In the fall of 2012, a ballot initiative that legalized medical marijuana in the state was approved with more than 63 percent of the vote. To date, however, no medical marijuana dispensaries have been authorized to put seeds in the ground. A patient and caregiver registration system is not operational.
During a press conference organized by the Massachusetts Patient Advocacy Alliance today at the State House, patients who say they rely on the drug for their quality of life were frustrated with the delays they say have plagued the implementation of medical marijuana regulations.
Currently, nine dispensaries are awaiting the inspection process, two more are on hold and the state’s Department of Public Health is considering issuing three more licenses, according to the alliance’s executive director Matthew Allen.
He said that number will not be enough dispensaries to meet patient needs and wants an additional 50 dispensaries to be licensed. Allen also wants a caregiver regulation to be loosened; current rules allows caregivers to grow medical marijuana for one patient. He wants caregivers to be able to provide the drug to multiple patients.
Allen said Gov. Deval Patrick “doesn’t want to deal” with the implementation of the program and cast doubt over whether the dispensaries would be opened before he leaves office.
“It’s time to move forward,” he said.
Eric McCoy, a Boston resident who uses marijuana to treat his multiple sclerosis, said the drug “allowed me to live.” He now has to seek the drug on the black market and is subject to arrest when he uses it because the state has yet to make medical marijuana a reality. He implored state officials to “revive this sinking ship.”
Scott Zoback, a spokesman for the state’s medical marijuana program, said the state wants to build this new industry “in a very measured way.”

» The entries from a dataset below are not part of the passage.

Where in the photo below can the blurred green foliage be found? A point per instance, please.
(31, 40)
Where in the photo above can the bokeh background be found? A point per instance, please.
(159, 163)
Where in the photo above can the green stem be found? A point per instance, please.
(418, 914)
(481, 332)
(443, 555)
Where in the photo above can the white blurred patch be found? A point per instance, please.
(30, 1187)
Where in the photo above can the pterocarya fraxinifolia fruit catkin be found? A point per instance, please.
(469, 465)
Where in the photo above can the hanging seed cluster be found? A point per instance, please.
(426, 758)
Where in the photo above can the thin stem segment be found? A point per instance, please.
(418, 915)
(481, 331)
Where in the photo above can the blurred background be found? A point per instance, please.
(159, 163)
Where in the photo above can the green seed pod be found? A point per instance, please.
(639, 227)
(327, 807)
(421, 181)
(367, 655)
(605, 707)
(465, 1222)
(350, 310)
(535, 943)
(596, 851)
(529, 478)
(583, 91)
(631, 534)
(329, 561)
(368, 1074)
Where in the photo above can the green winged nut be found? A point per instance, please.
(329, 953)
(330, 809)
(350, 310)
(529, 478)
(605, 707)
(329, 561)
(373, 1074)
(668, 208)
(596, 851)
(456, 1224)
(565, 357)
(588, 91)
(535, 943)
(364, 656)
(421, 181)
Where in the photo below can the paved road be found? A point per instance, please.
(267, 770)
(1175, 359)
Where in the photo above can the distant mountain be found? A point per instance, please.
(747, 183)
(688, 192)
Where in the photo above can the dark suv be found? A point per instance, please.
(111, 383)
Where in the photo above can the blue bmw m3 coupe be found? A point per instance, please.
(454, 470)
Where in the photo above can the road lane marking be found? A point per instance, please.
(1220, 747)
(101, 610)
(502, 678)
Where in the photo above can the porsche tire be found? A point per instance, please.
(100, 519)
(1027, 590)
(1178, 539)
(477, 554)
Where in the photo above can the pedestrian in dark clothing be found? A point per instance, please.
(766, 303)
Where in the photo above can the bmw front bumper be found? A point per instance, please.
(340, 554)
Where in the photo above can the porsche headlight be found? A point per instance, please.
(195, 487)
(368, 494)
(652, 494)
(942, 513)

“We want the right people running the dispensaries in the commonwealth,” he said. “We want a program that is promoting appropriate use.”
He said the one-to-one caregiver-to-patient ratio is a model that has worked well in other states and has been met with approval by public health and law enforcement officials.
Zoback rejected the idea that the program had stalled because of a lack of political will.
“We’re trying to implement a program that moves toward patient access and public safety,” he said. “This isn’t politics, this is a matter of implementing good solid policy.”